While clinical trials are “the preferred source of evidence for measuring the effects of interventions” in the GRADE process for WHO Guideline development , observational studies of MDR-TB treatment continue to provide critical evidence that shapes our understanding of the best way to treat MDR-TB [20, 21]. Observational studies, particularly of patients treated under programmatic conditions, can have a number of potential pitfalls which we have tried to address in the design and implementation of the endTB observational study. Generating high quality evidence in programmatic conditions is challenging particularly for NTPs who are chronically underfunded for both clinical care and data reporting . This is further complicated in MDR-TB treatment, which requires complex treatment regimens over a long period requiring comprehensive patient support . Patients receiving these treatments often experience AEs that must be detected, managed and recorded. The endTB observational study brought additional resources for data collection, provided clinical guidance, and support for adverse event monitoring, reporting, and management. endTB observational study countries all worked in partnership with a member of the endTB consortium; most had extensive experience treating MDR-TB.
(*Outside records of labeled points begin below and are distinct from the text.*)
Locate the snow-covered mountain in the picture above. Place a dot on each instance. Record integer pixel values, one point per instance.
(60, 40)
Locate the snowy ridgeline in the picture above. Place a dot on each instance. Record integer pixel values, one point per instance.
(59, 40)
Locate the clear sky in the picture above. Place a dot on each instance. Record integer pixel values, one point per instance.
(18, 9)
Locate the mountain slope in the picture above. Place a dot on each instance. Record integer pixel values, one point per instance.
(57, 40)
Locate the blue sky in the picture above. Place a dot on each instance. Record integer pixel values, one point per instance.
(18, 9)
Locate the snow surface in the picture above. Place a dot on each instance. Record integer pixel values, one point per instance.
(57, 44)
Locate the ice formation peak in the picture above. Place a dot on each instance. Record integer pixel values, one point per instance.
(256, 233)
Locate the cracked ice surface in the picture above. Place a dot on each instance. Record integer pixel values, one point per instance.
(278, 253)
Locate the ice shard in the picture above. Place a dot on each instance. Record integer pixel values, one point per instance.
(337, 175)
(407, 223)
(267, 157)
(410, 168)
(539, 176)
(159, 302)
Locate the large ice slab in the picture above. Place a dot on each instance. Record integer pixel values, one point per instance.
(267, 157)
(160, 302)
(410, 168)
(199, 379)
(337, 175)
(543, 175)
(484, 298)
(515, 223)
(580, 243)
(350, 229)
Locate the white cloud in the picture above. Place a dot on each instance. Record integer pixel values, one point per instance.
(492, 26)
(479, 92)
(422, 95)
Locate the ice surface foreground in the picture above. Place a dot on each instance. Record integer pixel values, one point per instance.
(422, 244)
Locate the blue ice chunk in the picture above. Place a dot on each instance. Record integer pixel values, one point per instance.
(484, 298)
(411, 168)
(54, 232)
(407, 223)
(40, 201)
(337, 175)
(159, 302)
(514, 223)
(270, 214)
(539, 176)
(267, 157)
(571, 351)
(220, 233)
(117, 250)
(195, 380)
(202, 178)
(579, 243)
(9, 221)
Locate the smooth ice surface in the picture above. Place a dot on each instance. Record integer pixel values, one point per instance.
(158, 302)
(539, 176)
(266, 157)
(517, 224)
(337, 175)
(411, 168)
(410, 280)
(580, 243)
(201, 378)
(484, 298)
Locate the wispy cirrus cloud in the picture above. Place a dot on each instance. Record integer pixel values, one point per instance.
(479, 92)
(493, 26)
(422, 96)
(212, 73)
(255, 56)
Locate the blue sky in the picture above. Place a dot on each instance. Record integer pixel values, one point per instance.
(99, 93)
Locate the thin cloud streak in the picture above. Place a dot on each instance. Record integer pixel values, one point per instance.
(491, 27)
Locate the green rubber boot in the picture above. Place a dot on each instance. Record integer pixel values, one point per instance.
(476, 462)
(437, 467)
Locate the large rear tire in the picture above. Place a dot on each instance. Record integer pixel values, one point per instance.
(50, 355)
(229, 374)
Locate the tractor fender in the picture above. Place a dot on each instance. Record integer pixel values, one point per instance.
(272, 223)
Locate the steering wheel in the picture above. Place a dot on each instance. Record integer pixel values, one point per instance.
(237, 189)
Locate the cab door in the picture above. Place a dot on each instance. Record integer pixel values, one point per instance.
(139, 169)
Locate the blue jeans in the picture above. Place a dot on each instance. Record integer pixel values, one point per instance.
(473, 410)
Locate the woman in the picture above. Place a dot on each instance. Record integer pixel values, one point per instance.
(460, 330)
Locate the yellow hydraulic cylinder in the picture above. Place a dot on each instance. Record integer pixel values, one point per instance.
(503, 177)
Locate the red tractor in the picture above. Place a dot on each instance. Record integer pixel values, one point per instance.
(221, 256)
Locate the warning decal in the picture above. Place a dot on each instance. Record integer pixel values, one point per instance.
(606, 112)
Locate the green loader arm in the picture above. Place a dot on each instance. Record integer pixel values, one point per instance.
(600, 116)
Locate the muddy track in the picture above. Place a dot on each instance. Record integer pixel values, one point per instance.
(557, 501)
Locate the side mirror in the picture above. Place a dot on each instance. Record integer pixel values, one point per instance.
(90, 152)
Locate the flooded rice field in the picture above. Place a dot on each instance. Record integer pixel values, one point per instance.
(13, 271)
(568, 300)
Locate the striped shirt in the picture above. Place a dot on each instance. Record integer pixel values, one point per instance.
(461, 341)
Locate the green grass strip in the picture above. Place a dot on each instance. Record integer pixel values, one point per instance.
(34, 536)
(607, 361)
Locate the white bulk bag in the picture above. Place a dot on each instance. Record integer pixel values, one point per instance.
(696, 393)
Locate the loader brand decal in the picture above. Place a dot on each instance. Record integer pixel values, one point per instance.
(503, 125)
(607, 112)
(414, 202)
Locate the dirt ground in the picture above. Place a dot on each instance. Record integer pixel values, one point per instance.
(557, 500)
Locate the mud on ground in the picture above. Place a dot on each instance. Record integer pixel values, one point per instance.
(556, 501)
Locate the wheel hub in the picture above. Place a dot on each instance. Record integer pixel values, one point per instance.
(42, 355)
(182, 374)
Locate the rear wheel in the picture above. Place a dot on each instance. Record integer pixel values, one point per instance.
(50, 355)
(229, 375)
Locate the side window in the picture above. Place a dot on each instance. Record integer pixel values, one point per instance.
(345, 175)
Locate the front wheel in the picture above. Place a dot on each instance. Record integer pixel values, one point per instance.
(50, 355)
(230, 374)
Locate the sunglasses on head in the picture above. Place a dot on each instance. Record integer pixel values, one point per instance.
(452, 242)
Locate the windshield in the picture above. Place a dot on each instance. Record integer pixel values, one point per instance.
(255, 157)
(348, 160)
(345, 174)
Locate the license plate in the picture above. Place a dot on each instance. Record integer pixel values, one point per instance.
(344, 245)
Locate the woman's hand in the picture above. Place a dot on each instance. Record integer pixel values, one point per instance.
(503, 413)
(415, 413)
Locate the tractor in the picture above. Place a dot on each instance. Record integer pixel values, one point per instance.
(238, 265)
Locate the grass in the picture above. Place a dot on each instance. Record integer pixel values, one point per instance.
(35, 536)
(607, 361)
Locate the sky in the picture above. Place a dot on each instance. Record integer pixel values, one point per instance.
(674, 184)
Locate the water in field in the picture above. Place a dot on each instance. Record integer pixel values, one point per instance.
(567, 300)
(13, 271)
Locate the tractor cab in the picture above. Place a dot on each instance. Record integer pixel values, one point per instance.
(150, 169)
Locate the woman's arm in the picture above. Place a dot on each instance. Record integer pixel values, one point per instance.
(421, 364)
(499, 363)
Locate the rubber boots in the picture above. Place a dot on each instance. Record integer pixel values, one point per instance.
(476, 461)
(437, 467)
It is difficult for NTPs to fulfill the requirement to perform post-marketing pharmacovigilance for patients receiving bedaquiline and delamanid, and shortened regimens [24, 25]. In light of its critical importance to patient safety, endTB has supported PV at all of the endTB sites. In addition, the endTB observational study is designed to collect data on clinically relevant AEs due to all TB drugs, not just the new TB drugs such as bedaquiline and delamanid. This advances the overall goal of patient safety by providing systematic reporting on all clinically relevant events that occur during MDR-TB treatment. Conventional MDR-TB drugs are well known to be toxic, but, due to the weakness of national pharmacovigilance systems [26,27,28], very little is known about the exact frequency of AEs. Even though national guidelines may clearly stipulate the type of AE screening that should be done for all MDR-TB patients, the costs of the tests may not be covered by the NTP; if patients cannot raise funds for the tests, they are often not performed [29, 30]. In endTB, project funds were used to cover screening tests recommended by the NTP but not paid for by the health system, to ensure uniformity in screening and patient safety. In many countries this was necessary not only for new screening tests related to bedaquiline and delamanid, such as ECG, but also standard screening tests for AEs—such as hearing loss, electrolyte wasting, and peripheral neuropathy—that are commonly linked to other drugs. The endTB observational study will therefore collect data on serious and non-serious AEs, related to new and conventional MDR-TB drugs, at a scale and detail unprecedented for a programmatic setting. Exploratory analyses in endTB will examine whether recommended monitoring schedules for risks associated with bedaquiline and delamanid (e.g., QT prolongation) can be safely adjusted to facilitate integration into routine, programmatic management of MDR-TB.
The endTB observational study cohort represents one of the largest prospective, multi-country cohorts to receive programmatic treatment of MDR-TB; it is, to date, the largest, prospective multi-country cohort of patients who received programmatic treatment with bedaquiline and delamanid. It was designed to be relevant to clinicians working in ‘real life’ settings. The patient cohort is extremely heterogeneous, and includes patients from important subgroups such as XDR- and pre-XDR-TB patients; children; pregnant women; patients with extrapulmonary disease; patients with co-morbidities such as HIV, HCV, or diabetes. Such patients are commonly seen in practice, but are often ineligible for MDR-TB clinical trials. Consequently, evidence from observational research about their treatment experiences is critical. Additional value accrues from the fact that endTB patients are being treated in a variety of settings, including hospitals, health centers, and community-based care; rural and urban; private and public sectors.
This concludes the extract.